Oh, I'm sorry; I apologize.
The third principle is one of progressive enforcement. Enforcement of the provisions of any deal should be progressive, starting with non-financial penalties and moving up to perhaps financial penalties. Municipalities are not necessarily going to have in-house experts on international trade agreements. It is important that municipalities not be penalized for inadvertent non-compliance.
The fourth principle, which we shared with Minister Day, was that there needs to be provision for Canadian content for strategic industries or sensitive projects. This is an area Mr. Shrybman spoke to, and we certainly agree with him very significantly here. A trade deal must recognize strategic and public interest considerations before barring all preferential treatment based on country of origin. This could include industries of strategic significance to a particular region, such as transit—for instance, the Government of Ontario sought to exempt transit from this deal, which they did—or projects where considerations of quality, or public benefit, environmental protection, or business ethics mean that a local government may want to implement minimum Canadian content levels. This needs to be allowed within reason.
The fifth principle concerned dispute resolution. The dispute resolution process in NAFTA may require a more careful review of the municipal role in that process, so that municipalities can defend their procurement policies and bylaws as an order of government, rather than just as another stakeholder.

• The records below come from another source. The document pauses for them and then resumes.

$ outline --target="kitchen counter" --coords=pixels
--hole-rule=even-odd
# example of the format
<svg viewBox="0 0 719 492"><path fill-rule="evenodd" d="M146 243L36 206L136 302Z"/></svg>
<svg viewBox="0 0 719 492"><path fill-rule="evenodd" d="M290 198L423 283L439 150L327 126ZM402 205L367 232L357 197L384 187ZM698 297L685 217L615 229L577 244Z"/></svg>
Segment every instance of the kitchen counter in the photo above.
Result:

Finally, the sixth principle is that consultation and communication really need to occur during negotiations to ensure that the resulting agreement responds to municipal concerns. This is another area where we certainly agree with Mr. Shrybman's comment around the need for greater transparency. We understand the need for some confidentiality around negotiations; nevertheless, provinces were fully engaged, and obviously we respect their jurisdiction in this area. This speaks more to ensuring that municipal practitioners who are experts in municipal procurement are adequately consulted, mainly just to derive benefit from their expertise.
Drawing on these six principles and using the publicly available information about the agreement, we have advised our members that so far, this deal looks like good news for municipalities. Having said that, as I said, it's “so far”: there are many details to work out, and we and many of our members are still completing our analysis and looking for new details to emerge. In particular, the deal's procurement thresholds in our view are quite high, as several witnesses have mentioned, at $8.8 million, and they apply only to construction-related projects. Many of our members are commenting that they are already tendering projects of this size and higher and that most tendering is open to companies of any country of origin.
In addition, and importantly when we are speaking about this, provinces and territories have negotiated exemptions for certain sizes and types of municipalities—again, as others have commented, it depends on the province—and also for certain project classes and industries. Again, these are both key principles of ours.
As I said, there are still unanswered questions for our members regarding the administrative enforcement provisions and dispute resolution processes. These details are extremely important to us. Details certainly matter in this case. However, before committee of our national board of directors last month, Minister Van Loan committed to working with FCM to ensure that there is greater municipal input and engagement as the agreement process moves forward. This is a commitment we welcome, particularly because we don't feel that this type of consultation occurred in the lead-up to this agreement in principle. We certainly welcome this move as we go forward.
Those are my remarks. My colleague and I will be pleased to answer any questions you have.